4. Has had botulinum toxin injection for ET in the 6 months prior to Screening.

5. Is using the Cala trio health device for ET in the last 14 days prior to Baseline and
throughout the study.

6. Is unwilling or unable to refrain from episodic use of medication(s)/substance(s) that
might interfere with the evaluation of tremor during the trial. Stable use of
medication(s)/substance(s) that might impact tremor, including caffeine and
beta-agonist bronchodilators, is allowed so long as the tremor is judged by the
Investigator to be primarily due to the participant's ET diagnosis.

7. Is unwilling or unable to refrain from use of any sleep aids (eg, eszopiclone,
zaleplon and zolpidem) or anxiolytics that are known to be mediated by GABAergic
mechanisms (eg, benzodiazepines) within 24 hours prior to any clinic visit.
(Exception: Stable use (at least 28 days prior to Screening) of up to 2 ET non-tremor
active, non-GABAergic antidepressants and anxiolytics is allowed during the clinical
trial after discussion with the medical monitor and/or sponsor designee.) (Note for
Part B only: Participants should avoid using sleep aids and anxiolytics that are known
to be mediated by GABAergic mechanisms in Part B.)

8. Is unwilling or unable to refrain from alcohol 24 hours before and during clinical
trial visits, or regular consumption of more than 2 standard alcohol-containing
beverages per day for males or more than 1 standard alcohol-containing beverages per
day for females and are unwilling to reduce consumption to the appropriate level
during the Screening period and maintain this level throughout the Intervention and
Follow-up Periods.

9. Has a history of substance use disorder consistent with Diagnostic and Statistical
Manual of Mental Disorders (DSM)-5 criteria in the opinion of the Investigator.
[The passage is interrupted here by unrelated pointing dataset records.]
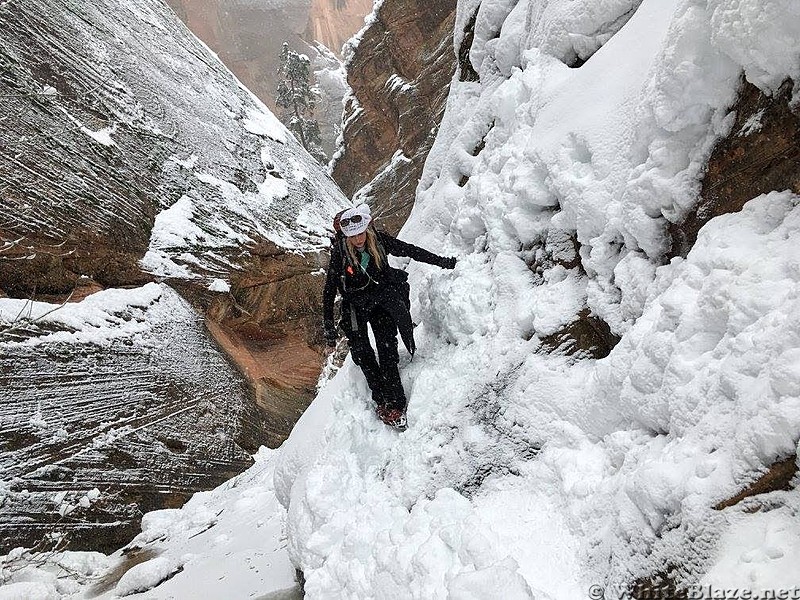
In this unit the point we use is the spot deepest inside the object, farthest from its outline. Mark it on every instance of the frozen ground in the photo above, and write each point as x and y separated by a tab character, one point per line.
528	473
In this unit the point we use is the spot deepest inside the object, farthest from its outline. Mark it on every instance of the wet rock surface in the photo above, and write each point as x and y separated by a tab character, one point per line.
760	154
145	409
134	156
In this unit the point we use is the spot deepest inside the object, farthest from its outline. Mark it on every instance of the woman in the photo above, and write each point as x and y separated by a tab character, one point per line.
376	294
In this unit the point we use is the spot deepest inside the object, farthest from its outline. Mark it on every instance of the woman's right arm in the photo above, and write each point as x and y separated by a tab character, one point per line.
329	296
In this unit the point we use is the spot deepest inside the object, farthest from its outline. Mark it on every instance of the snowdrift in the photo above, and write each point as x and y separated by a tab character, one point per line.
535	466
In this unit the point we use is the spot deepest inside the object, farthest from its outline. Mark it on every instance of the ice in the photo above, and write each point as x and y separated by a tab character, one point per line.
527	472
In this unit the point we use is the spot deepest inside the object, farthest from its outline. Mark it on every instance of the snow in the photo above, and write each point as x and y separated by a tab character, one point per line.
541	469
226	543
263	122
527	472
98	319
219	285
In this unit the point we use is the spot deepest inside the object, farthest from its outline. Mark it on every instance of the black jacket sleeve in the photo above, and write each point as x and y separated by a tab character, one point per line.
397	247
331	286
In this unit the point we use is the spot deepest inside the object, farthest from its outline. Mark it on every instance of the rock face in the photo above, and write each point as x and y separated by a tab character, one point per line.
134	156
247	36
114	407
761	154
399	74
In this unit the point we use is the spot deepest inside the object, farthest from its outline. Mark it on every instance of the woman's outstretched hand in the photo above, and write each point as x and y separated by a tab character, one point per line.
448	262
331	337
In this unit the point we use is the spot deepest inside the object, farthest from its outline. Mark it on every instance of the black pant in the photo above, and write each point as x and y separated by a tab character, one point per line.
383	375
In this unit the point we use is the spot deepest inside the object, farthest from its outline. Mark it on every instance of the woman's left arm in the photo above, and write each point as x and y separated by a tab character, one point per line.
397	247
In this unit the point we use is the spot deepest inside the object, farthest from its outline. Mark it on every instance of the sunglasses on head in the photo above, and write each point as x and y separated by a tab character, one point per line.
354	219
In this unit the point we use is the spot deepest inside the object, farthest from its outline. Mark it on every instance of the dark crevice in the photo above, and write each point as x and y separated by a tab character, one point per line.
761	154
466	72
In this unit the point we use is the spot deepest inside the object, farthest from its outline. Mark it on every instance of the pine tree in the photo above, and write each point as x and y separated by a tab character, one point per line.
298	98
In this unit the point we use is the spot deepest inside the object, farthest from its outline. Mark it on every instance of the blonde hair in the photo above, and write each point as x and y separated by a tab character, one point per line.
373	248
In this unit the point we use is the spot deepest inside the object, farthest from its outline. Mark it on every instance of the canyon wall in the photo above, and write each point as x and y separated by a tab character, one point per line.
136	167
399	74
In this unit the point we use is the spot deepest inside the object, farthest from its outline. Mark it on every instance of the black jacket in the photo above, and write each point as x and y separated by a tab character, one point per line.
386	287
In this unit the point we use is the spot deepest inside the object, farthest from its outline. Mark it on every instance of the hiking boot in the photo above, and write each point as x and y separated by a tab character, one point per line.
393	417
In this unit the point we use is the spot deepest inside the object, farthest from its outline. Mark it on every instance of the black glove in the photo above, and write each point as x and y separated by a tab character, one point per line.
331	337
448	262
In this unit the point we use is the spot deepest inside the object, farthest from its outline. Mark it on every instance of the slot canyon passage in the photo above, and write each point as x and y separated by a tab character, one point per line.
605	397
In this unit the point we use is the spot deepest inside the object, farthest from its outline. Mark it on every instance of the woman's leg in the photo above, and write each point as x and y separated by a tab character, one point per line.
385	330
364	357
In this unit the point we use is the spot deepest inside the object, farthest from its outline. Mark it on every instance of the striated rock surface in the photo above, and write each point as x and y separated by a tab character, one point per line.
123	393
760	154
248	35
399	74
134	155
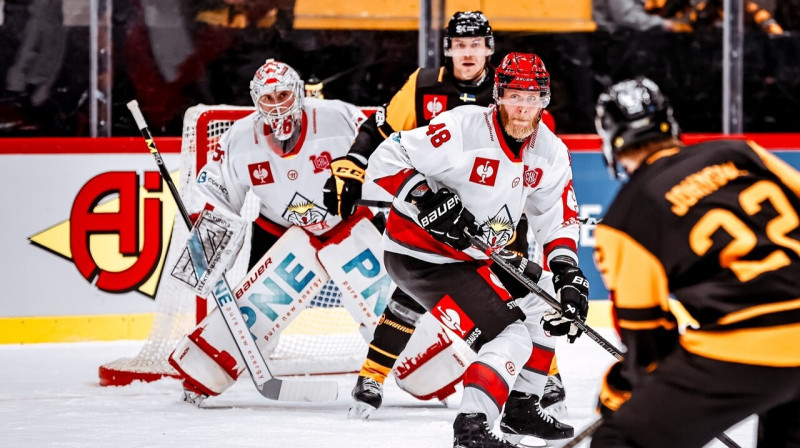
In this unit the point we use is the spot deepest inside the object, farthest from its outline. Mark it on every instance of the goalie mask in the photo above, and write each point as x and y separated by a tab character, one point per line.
522	71
278	92
631	113
468	24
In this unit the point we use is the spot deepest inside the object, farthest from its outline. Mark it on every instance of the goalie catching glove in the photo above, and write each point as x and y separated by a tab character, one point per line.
343	188
572	290
443	216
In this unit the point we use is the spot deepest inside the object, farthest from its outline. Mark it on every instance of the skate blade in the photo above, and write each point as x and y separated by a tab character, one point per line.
193	398
524	441
557	410
360	411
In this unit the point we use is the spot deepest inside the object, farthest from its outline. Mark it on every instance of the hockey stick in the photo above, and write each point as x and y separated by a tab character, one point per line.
387	204
589	430
536	289
586	433
269	386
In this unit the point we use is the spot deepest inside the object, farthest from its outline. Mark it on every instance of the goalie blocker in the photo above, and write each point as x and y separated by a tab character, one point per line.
279	286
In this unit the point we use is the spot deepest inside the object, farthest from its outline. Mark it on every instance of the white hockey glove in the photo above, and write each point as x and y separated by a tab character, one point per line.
572	290
445	218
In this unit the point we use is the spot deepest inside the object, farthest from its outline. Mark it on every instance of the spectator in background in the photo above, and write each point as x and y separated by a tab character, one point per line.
708	13
787	13
205	50
611	15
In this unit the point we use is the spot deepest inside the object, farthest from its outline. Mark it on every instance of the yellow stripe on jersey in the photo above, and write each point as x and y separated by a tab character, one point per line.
768	346
647	324
759	310
382	352
635	275
373	370
401	112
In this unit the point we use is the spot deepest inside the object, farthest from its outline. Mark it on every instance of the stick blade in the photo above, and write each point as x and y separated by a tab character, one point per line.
302	391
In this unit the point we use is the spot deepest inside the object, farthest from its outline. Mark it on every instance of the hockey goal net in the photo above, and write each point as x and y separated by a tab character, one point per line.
323	339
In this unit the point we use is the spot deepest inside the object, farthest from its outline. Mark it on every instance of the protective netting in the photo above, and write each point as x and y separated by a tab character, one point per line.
324	338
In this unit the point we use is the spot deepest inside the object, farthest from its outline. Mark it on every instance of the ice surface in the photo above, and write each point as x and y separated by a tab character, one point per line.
50	397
10. Has a lifetime history of seizures, including febrile seizures.

11. Is required to take any excluded medication listed in the protocol during the clinical
trial. Chronic medication must be stable for at least 4 weeks prior to Screening. Any
new non-urgent medications started during the trial and permitted in protocol should
be discussed with the Sponsor before initiation, as practicable.